Welcome back to This Week in Apps, the weekly TechCrunch series that recaps the latest mobile OS news, mobile applications, and the overall app economy. The app industry continues to grow, with a record 218 billion downloads and $143 billion in global consumer spending in 2020. Consumers last year also spent 3.5 trillion minutes using apps on Android devices alone. And in the U.S., app usage surged ahead of the time spent watching live TV. The average American watches 3.7 hours of live TV daily but now spends four hours per day on their mobile devices.
Apps aren’t just a way to pass idle hours — they’re also a big business. In 2019, mobile-first companies had a combined $544 billion valuation, 6.5x higher than those without a mobile focus. In 2020, investors poured $73 billion in capital into mobile companies — a figure up 27% year-over-year. This Week in Apps offers a way to keep up with this fast-moving industry in one place with the latest from the world of apps, including news, updates, startup funding, mergers and acquisitions, and suggestions about new apps and games to try, too.
The Wall St. Journal reported this week how Apple’s privacy changes are changing the world of mobile advertising — in this case, ad pricing across platforms.
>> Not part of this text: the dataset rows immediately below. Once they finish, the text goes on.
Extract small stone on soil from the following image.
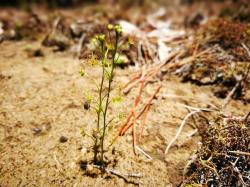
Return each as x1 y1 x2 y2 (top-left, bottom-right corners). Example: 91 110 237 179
59 136 68 143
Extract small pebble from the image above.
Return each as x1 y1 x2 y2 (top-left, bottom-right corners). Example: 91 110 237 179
59 136 68 143
83 101 90 110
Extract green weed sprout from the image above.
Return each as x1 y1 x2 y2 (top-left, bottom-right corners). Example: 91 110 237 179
80 24 128 167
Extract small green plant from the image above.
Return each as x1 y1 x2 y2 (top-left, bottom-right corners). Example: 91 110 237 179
80 24 130 167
The news outlet has covered the broader impact of Apple’s decision to let users block apps from tracking them, noting how ad sales, including Facebook’s ad business, would be affected. (And how Apple’s own ad business would gain.)
Android ad prices jump in the wake of privacy updates on iOS.This week, The WSJ says most users are declining to track on iOS (less than 33% opt-in), so mobile ad prices on iOS have fallen. The outlet cites data from ad measurement firm Tenjin which notes that spending on iOS mobile ads has dropped around one-third between June 1 and July 1. Around the same time, Android spending rose 10% — an indication that, for the time being, some portion of the ad market has just shifted platforms. Facebook ad spending also moved to Android, with year-over-year growth of 46% for Android users in May to 64% in June.
This week, the news follows a story from The FT, which noted that Chinese tech giants’ plan to route around the IDFA changes with CAID (the Chinese Advertising ID) had failed. Apple blocked app updates using CAID, which led to it losing support and the project’s failure. For most app users, the ability to stop tracking is a welcome change, as far too much user data has been shared behind the scenes without users’ informed consent. But the full impacts of how the update will impact app monetization long-term — and ultimately which companies choose to build on iOS — remain to be seen.